We looked around and saw a few dozen pieces. Helen pulled a big chunk out of a sparkleberry tree. Where they landed matched the side of the tree where the bark is ripped off. Also, work related, in photo above there's shrubby regrowth from prior years cutting but not spraying. One burn was not enough to kill them hardwood suckers.
So twice in this pine's life, it's death and slow decay still being part of life, it has been struck by lightning. Go for 3 was my snide aside. Or as Helen speculated, maybe clearing the hardwoods has left the taller Longleaf pines exposed to lightening storms. If you consider that I am next to the dead pine looking downhill to where we are clearing — most those big Laurel Oaks are coming down. Any next to a pine or smaller than 6” is dropped. It's amazing to sit back and rest and look at a day's work and realize how many pines were buried among the encroaching oaks. You can see a young one in the background just left of our exploding pine.
Short bucket since I'm typing on iPad, uploading photos and updating on iPhone Thanks for stopping by. I'll be lost in the sand pines most of Friday looking for a rare Rosemary, Conradina glabra. Find it and flag it before the trash pines are cut and ground run over as first step in restoration. Maybe I'll get lucky and find a clear opening to distant cell tower to see you in comments with your nature observations.
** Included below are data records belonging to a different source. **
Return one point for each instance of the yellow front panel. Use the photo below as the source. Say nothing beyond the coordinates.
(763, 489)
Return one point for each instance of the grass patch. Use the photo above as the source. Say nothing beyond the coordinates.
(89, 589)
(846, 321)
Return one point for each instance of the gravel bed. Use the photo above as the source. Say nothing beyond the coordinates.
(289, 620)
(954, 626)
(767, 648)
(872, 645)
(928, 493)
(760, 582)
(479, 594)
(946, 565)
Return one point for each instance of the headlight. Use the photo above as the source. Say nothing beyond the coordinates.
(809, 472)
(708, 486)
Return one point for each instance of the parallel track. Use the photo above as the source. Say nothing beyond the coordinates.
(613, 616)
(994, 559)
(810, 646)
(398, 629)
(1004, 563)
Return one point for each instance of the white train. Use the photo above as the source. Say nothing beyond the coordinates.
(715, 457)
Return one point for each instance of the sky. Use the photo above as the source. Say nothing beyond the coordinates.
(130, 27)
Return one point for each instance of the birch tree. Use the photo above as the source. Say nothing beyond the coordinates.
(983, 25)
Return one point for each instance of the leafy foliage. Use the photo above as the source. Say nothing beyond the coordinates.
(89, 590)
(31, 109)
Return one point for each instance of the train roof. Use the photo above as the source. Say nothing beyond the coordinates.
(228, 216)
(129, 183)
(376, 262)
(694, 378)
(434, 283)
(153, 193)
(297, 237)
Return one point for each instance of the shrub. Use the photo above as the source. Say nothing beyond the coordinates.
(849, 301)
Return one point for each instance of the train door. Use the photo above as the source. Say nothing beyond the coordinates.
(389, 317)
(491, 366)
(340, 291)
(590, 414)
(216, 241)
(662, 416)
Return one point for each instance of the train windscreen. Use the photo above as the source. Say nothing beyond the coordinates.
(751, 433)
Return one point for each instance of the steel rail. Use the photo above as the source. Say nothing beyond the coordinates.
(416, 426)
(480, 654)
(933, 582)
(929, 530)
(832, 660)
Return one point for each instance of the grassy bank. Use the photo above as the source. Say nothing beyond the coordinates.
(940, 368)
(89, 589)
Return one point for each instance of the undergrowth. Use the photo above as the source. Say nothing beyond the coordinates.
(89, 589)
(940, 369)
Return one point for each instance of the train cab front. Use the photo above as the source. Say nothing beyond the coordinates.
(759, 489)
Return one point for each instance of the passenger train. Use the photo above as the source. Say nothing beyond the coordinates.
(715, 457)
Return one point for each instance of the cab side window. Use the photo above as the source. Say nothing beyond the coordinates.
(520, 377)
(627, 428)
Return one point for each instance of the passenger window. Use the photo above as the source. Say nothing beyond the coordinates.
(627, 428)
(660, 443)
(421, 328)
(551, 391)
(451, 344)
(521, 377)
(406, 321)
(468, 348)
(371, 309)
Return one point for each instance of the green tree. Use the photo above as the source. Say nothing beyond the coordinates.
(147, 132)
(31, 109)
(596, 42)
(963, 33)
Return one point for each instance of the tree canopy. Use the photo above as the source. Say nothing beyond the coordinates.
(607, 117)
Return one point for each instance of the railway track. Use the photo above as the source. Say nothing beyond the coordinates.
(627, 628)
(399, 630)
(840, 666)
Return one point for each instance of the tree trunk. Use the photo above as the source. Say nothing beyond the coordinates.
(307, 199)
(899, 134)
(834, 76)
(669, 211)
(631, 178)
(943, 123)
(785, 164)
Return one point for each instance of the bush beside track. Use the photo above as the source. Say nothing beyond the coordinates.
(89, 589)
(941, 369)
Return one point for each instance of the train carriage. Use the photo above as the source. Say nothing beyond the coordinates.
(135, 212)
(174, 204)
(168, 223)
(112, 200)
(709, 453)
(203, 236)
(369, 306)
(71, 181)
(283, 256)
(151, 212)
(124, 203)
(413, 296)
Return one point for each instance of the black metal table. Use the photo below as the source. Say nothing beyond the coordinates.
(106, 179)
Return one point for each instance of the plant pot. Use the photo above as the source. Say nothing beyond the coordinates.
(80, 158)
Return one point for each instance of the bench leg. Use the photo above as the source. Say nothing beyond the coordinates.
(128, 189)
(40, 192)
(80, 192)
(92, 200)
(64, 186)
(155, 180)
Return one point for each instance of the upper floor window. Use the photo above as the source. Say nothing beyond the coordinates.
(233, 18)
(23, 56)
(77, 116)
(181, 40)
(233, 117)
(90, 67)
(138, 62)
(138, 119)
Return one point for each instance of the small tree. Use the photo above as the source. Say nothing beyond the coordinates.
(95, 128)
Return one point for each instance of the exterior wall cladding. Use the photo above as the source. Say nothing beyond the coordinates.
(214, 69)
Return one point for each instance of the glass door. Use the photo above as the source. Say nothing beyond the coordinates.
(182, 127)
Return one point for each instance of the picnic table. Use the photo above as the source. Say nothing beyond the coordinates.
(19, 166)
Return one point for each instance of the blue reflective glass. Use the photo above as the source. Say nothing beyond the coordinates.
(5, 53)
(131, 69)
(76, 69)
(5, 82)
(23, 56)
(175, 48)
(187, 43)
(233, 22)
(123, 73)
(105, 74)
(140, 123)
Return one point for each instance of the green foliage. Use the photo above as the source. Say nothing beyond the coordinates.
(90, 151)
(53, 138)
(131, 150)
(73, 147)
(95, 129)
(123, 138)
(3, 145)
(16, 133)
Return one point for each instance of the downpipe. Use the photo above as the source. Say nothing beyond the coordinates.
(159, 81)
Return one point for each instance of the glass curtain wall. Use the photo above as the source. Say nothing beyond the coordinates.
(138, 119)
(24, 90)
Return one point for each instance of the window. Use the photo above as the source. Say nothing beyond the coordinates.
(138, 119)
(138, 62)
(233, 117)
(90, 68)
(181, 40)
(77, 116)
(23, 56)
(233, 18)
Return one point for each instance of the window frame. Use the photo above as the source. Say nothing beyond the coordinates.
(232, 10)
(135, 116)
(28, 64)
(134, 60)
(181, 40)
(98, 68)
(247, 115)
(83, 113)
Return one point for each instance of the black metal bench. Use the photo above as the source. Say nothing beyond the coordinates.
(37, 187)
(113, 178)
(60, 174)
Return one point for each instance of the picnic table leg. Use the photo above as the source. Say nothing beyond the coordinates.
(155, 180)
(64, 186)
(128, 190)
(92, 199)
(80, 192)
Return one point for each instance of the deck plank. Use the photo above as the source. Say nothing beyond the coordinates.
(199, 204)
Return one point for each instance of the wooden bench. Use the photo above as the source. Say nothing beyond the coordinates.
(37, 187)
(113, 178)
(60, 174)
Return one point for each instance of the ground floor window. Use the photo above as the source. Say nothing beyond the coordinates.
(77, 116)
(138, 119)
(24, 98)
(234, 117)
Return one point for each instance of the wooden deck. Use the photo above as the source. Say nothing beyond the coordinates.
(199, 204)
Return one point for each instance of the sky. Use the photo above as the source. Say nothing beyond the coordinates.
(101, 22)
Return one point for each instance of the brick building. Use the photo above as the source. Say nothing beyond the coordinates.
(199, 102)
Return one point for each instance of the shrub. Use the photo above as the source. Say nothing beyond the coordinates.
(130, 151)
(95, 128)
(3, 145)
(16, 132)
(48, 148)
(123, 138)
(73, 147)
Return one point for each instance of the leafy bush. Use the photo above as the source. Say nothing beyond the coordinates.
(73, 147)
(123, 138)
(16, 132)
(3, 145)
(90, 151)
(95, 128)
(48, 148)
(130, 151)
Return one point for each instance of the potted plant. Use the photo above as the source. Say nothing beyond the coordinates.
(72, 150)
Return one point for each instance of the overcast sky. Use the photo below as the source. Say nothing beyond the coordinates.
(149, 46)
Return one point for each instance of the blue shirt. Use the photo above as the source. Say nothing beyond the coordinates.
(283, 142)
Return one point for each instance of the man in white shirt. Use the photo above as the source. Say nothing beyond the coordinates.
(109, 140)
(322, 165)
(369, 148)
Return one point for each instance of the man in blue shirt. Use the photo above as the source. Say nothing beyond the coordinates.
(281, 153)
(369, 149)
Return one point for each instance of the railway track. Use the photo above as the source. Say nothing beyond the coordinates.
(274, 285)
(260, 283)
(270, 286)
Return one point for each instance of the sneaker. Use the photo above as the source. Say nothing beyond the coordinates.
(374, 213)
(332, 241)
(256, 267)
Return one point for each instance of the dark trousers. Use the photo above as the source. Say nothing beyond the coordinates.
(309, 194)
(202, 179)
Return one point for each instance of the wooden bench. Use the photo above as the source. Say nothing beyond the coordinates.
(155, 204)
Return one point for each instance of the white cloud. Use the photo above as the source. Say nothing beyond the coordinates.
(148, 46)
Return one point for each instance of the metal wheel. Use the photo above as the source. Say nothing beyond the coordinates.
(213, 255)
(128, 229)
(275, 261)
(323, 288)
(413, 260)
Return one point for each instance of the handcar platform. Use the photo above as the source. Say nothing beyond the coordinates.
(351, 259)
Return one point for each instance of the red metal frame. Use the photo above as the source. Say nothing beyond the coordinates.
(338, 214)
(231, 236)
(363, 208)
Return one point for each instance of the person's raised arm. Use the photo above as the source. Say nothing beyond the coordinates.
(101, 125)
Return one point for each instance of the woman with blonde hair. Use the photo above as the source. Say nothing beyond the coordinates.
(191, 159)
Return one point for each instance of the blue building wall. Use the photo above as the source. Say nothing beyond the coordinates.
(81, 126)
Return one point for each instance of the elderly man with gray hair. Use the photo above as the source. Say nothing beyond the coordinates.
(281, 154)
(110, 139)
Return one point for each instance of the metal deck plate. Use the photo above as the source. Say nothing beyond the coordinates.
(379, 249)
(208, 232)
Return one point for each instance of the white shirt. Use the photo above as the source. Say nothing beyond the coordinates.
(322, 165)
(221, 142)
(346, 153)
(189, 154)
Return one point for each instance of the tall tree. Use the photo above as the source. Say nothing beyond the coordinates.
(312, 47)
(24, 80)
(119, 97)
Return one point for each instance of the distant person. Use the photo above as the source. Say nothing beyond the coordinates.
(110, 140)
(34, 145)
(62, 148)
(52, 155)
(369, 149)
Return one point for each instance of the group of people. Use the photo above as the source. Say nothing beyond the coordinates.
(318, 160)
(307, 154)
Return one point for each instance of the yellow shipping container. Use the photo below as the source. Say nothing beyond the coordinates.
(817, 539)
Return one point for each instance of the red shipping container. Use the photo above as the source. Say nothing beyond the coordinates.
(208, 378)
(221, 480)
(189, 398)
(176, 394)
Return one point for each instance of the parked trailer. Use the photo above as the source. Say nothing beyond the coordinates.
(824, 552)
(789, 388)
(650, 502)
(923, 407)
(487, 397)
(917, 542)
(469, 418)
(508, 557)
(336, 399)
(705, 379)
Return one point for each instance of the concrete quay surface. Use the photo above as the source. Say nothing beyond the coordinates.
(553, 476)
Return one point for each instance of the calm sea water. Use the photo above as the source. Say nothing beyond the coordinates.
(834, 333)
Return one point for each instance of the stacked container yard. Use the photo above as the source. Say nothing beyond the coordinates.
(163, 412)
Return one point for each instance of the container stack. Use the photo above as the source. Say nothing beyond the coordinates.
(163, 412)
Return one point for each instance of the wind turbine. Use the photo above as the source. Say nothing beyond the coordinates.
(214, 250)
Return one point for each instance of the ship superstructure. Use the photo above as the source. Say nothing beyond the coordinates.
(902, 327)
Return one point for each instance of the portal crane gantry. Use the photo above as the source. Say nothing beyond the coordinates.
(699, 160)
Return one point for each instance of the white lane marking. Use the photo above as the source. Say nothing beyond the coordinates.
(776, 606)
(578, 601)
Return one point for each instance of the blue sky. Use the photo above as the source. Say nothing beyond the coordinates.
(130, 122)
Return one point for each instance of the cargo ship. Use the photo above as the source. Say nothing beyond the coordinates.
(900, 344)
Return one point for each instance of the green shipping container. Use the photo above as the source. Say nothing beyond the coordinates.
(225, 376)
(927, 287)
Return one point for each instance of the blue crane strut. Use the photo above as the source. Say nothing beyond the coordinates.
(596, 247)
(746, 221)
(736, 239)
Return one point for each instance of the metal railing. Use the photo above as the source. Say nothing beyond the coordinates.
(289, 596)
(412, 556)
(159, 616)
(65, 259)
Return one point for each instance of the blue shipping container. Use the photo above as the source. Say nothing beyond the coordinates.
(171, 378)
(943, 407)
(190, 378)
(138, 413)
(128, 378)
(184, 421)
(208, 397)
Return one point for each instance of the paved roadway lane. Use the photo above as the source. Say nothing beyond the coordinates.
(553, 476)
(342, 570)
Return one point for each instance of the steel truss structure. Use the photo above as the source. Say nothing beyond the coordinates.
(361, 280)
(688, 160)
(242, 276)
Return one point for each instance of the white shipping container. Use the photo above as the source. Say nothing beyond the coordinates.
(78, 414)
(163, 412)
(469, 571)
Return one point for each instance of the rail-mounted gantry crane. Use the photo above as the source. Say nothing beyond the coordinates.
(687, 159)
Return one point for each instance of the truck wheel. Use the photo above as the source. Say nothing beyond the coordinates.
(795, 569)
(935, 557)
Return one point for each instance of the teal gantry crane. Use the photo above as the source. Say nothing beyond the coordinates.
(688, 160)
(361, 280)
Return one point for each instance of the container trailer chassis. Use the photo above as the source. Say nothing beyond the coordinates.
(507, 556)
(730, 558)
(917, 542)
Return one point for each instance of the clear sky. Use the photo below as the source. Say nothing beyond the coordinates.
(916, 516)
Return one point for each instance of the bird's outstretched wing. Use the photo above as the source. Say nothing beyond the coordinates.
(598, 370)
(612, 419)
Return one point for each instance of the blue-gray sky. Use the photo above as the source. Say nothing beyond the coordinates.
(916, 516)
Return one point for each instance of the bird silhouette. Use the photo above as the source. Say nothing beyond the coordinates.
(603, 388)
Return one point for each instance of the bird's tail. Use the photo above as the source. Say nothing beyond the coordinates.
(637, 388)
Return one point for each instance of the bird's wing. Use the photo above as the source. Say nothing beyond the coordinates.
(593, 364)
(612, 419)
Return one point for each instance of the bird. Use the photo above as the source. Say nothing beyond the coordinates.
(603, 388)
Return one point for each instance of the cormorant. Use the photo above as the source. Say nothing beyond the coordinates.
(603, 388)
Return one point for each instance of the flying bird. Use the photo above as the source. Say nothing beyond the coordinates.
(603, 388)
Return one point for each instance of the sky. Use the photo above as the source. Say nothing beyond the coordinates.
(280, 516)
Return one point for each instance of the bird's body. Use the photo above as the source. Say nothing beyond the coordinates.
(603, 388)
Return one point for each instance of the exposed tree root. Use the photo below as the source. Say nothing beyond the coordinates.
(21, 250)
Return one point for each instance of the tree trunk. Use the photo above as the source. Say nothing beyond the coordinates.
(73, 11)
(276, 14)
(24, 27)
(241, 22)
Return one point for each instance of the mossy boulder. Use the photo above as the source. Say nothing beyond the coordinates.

Updated for Saturday. Sure wish I had my Mac desktop back to upload photos from Friday workday… Gnarly was leader Annie’s word of the day. She's happy we covered it all but no Rosemary. Lots of Calamint between the rows of sandpine, a few other uncommon finds, Ashe Magnolia flowering when we reached the ravine. Turn and go back, several times. Each gnarly pass was a fight thru thorny smilax vines, smack your face branches, thickets of oak saplings and sparkleberry, and more vines … Still cool like when a few passes ended near the steephead and we looked almost straight down to where water seeped out, the vegetation changed, and a huge Magnolia reached up from there to way over our heads, all that.